We must ask ourselves how one of the most consistently stellar musicians of a previous decade released the album “This Is My Dinner,” which includes diatribes about candle safety and an admittedly well-done impression of the girl from “The Exorcist.”

Mark Kozelek is an anomaly. He founded and fronted the pioneering band of the slowcore genre, Red House Painters. With Kozelek at the creative helm, the band released a consistent run of some of the 90s’ greatest albums — i.e. “Down Colourful Hill” and “Red House Painters [Rollercoaster].”

The band went its separate ways in the early 2000s and Kozelek formed a new outfit titled Sun Kil Moon. Releasing the monumental “Ghosts of the Great Highway,” Kozelek traded the slowcore elements of his previous band for a faster-paced, more poppy sound, while still maintaining the somber atmosphere of his 90s output.

While I will always love Kozelek, there is a palpable sense that his brain is irreversibly withering with each new album. His free-write, no-filter, off-the-top-of-his-head lyrical style is at its most unfocused and incomprehensible. This album felt like a conversation with my dementia-patient father who can only recall stories of when he lived in Texas.

All that being said, this album can actually be pretty entertaining when it’s not mind-numbingly boring and pointless.

The album begins with “This Is Not Possible,” an incredibly weak opener featuring a soft-jazz-rock loop instrumental and Kozelek’s Yelp review style rants about various cities in Europe. There’s a call and response element with back-up vocalists, which I’d probably like if I didn’t hate it. Kozelek implies in this song that his favorite novel is “Catcher in the Rye,” which makes sense since Holden also didn’t have any sense of self-editing or outside perspective.

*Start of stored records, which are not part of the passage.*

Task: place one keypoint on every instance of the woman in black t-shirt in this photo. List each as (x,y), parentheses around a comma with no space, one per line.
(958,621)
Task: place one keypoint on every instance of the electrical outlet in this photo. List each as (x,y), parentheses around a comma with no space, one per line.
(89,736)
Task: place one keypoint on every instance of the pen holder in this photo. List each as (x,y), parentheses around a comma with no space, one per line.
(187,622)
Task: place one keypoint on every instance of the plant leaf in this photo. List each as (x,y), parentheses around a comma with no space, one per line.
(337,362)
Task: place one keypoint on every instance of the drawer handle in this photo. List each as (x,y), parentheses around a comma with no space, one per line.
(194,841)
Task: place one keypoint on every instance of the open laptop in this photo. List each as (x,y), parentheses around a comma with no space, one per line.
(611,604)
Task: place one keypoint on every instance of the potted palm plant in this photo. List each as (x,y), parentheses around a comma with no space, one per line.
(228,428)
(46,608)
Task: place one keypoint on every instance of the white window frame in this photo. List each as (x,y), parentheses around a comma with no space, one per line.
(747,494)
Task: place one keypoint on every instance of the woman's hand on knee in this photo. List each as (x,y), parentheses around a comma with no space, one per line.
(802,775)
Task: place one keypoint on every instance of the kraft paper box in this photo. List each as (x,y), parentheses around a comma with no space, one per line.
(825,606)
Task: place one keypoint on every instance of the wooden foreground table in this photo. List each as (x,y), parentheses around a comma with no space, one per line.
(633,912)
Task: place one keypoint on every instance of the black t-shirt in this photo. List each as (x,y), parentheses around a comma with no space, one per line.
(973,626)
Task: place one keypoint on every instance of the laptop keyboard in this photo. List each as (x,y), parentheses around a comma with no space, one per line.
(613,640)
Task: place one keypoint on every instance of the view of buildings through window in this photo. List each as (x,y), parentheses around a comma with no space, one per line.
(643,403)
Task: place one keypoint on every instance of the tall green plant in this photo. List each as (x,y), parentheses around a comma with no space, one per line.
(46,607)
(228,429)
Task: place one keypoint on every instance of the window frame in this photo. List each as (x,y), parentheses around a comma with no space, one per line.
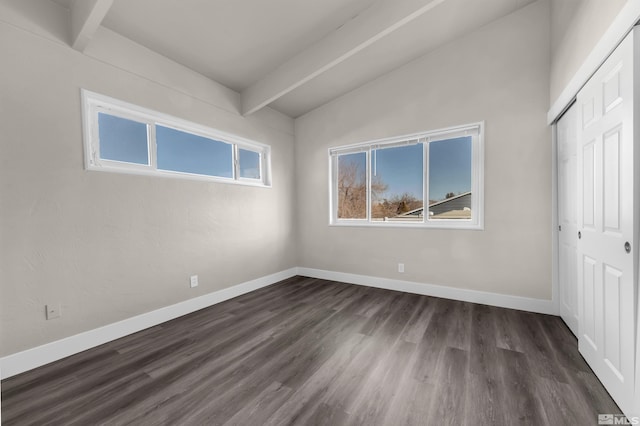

Next we’ve got the title track. It suffers from the same issues as the opener, but this one is about three minutes longer, which makes it a whopping 12 minutes and 36 seconds. This song presents the epitome of humanity’s duality, and I doubt Kozelek did that intentionally.

The next three songs all run over 10 minutes and suffer from the issues of these first two, aside from “Linda Blair.” This song actually features the instrumental progression that should be featured in a double-digit minute song. We get a math-rocky guitar loop that leads into a soft-rock hook that then yields to a cathartic rock ensemble song ending. Unfortunately, the song lacks any sort of thematic element. Just Kozelekean observations, antics and opinions, which at the very least is entertaining.

In the three-song run, “David Cassidy,” “Come on Get Happy” and “Rock ‘n’ roll Singer” Kozelek mourns the death of his childhood hero, David Cassidy, and then covers the theme song of the show “The Partridge Family,” of which Cassidy was the star. After that, Kozelek covers the latter mentioned AC/DC song. The eulogy is genuine, the covers are well-done and personalized, so this streak is the definite high point of the album. That being said, this three-song run only comprises 12 minutes of a 90 minute album. Definitely not ideal.

The album’s final songs, “Soap for Joyful Hands” and “Chapter 87 of He” wallow in the unedited, excessive, self-important pile of filth that is “This Is My Dinner.”

To allow this review the brevity that this album lacks, I’ll keep these song descriptions brief.

“Soap for Joyful Hands” is an instrumentally and lyrically uninteresting 13-minute tale of Kozelek’s near death experience that ends with him washing socks in a hotel sink. “Chapter 87 of He” features Kozelek reading an excerpt from the much more interesting written work “He” by John Connolly. Read the book, don’t listen to this song. The only redeeming quality of this song instrumentally is the Spiritualized-esque drop into musical chaos featured in the latter half of the song. That was honestly cool, if not a tad derivative.

With this album, not only have the mighty fallen, but the mighty have fallen and he can’t get up. Mark Kozelek needs a musical life-alert before he ruins his astonishing legacy with the stories your grumpy, long-winded grandpa tells you when he corners you at a family gathering.